In our research, we apply techniques established in the machine learning community to study quantum many-body systems and to make the most use of all available data, with the goal of an unbiased and interpretable analysis.
How can one call a system thermalized? When local observables, say for example the magnetization, have reached their thermal value? But what about two-point correlations? And maybe most importantly: how can we check without any prior knowledge what to search for? In [1], we study thermalization in the one-dimensional Bose-Hubbard model using snapshots from a cold atom experiment. In particular, we train a neural network to distinguish the current time step during the time evolution from the thermal state. If the system is thermalized, the snapshots from the time evolved state will look a lot like the snapshots from the thermal density matrix. This means on the other hand that the network's performance will be bad, since it will be hard to distinguish the two datasets.
Another question we tackled based on snapshots concerns the Fermi-Hubbard model: given the ground truth -- in our case the experimental data from a quantum simulation experiment -- how can we decide which effective theoretical description captures it best? In [2], we applied machine learning: we train a neural network to distinguish snapshots -- as they would be measured with a quantum gas microscope -- of two different theories. After training, the network parameters are fixed. The neural network only knows the two options: theory A (in our case a resonating valence bond state as proposed by Nobel laureate Phil Anderson) or theory B (the geometric string theory). Next, we used experimental snapshots as input. The network can only assign one of the two theory labels. The resulting classification thus directly tells us which theory describes the experiment better, taking all available information (and that means in principle arbitrary higher order correlators, which can be extracted from the snapshots, see below) into account!

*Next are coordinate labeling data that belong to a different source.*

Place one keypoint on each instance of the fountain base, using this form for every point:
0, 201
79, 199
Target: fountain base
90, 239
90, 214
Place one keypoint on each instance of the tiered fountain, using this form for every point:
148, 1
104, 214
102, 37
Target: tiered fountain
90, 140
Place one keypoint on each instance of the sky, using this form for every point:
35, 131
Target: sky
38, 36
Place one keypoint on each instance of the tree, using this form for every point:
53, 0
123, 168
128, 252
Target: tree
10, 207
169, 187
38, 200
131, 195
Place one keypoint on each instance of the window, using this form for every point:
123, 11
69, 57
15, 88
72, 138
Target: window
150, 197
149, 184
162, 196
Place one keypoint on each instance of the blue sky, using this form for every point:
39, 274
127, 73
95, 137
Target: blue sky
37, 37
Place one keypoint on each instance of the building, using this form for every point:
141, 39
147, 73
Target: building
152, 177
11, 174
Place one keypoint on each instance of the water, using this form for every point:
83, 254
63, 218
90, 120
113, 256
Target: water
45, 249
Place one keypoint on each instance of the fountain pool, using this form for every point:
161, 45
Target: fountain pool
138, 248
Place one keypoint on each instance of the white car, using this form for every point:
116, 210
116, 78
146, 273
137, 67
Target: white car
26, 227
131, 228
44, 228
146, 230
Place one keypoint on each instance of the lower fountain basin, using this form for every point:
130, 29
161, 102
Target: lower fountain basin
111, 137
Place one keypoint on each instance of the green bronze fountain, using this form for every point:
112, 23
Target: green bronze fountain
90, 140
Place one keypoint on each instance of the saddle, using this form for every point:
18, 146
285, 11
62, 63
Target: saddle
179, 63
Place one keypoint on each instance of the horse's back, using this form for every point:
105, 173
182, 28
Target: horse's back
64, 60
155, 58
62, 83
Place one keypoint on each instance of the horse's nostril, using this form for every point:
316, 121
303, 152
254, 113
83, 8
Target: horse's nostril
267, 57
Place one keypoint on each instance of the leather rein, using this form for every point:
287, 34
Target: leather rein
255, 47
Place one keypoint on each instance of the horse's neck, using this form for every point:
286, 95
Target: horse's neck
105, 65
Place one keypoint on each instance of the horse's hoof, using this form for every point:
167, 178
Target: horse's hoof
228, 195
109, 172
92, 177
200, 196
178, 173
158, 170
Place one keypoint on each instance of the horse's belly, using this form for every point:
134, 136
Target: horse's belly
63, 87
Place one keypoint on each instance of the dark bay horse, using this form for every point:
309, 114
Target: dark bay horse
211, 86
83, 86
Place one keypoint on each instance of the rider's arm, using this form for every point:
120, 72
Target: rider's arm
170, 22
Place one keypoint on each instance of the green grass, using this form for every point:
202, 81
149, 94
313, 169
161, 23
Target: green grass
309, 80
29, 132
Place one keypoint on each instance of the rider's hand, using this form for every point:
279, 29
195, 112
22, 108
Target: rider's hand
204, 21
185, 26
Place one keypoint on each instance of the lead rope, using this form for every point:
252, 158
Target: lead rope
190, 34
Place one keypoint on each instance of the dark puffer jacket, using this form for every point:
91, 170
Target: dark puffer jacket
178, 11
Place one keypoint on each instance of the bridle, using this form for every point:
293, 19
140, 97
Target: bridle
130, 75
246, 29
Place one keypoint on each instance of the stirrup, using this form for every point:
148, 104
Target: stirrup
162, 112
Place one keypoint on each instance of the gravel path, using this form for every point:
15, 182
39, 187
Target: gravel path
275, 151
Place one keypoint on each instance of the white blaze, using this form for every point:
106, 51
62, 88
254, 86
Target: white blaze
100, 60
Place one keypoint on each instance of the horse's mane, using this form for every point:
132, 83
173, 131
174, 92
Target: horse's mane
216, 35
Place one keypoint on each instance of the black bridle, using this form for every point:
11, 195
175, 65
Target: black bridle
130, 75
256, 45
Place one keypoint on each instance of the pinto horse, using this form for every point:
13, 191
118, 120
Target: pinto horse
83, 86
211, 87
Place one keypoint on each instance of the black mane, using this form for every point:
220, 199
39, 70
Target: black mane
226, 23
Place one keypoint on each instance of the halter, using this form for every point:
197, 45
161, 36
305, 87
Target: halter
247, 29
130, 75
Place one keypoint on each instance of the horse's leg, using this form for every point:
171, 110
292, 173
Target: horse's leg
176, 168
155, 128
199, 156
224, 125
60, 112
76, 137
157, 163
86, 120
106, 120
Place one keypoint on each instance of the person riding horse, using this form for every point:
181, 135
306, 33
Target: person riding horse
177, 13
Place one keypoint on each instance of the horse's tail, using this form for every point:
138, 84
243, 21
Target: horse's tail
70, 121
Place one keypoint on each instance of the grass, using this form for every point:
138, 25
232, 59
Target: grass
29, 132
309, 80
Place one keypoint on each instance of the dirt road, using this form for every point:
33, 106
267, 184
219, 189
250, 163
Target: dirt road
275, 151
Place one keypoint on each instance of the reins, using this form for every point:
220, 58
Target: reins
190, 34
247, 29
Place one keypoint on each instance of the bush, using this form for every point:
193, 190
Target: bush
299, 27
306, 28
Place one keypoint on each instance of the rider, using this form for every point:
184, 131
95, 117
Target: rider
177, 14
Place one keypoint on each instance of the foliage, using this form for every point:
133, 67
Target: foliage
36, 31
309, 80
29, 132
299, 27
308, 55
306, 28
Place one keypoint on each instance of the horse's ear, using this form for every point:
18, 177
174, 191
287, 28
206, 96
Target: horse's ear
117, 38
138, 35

In order to gain insights into what the neural network is looking for, so basically top open the black box, we created a new, physics inspired network architecture, the correlator convolutional neural network in [3]. Replacing the standard non-linearity by an expansion in orders of the correlation function, this network allows for full interpretability and in particular tells us which (higher-order) correlation functions are the most informative for the classification task at hand.
By looking not only at the mean values of correlations, but also their full counting statistics -- which is available through a dataset of snapshots -- the correlator convolutional neural network can even probe long-range correlations, as done in [4] in order to find a qualitative change in snapshots of the 2D Heisenberg model as the temperature is tuned.
There are many reasons to reconstruct a Hamiltonian, such as benchmarking a quantum device or numerical method, or finding parent Hamiltonians.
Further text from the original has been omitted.